The invasion had begun in a typically cynical way. German soldiers, dressed in Polish uniforms, seized a German radio station, broadcast a message in Polish, and left several concentration camp inmates, who had been executed and dressed in Polish uniforms, lying about so that Germany could claim that Poland had invaded Germany.

Britain and France demanded the immediate withdrawal of German forces. When the British ultimatum expired at 11:00 AM on September 3rd, Prime Minister Neville Chamberlain addressed the nation on the radio. “I have to tell you now that no such undertaking [of withdrawal] has been received and consequently this country is at war with Germany.”

Hitler gambled that Britain and France would sell out Poland just as they had sold out Czechoslovakia in 1938 at Munich. When they declared war, Hitler looked at Foreign Secretary Joachim von Ribbentrop and said, “Now what?” Hitler would shoot himself on April 30th, 1945, with Russian troops less than 100 yards from his Berlin bunker. Von Ribbentrop would hang at Nuremberg.

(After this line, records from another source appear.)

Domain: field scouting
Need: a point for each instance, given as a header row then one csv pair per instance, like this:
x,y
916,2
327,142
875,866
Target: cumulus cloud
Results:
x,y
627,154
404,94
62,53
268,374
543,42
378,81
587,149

By far the costliest war in human history, in terms of both treasure and human lives, World War II nevertheless helped bring the modern world into being. Europe would be finished as a center of world power. Its colonial empires were soon dismantled, while the United States and the Soviet Union would dominate the geopolitics of the post-war era.

And the technology developed under the pressure of war, including radar, large airframe aircraft, the jet engine, and the computer, would give us the modern, post-industrial economy.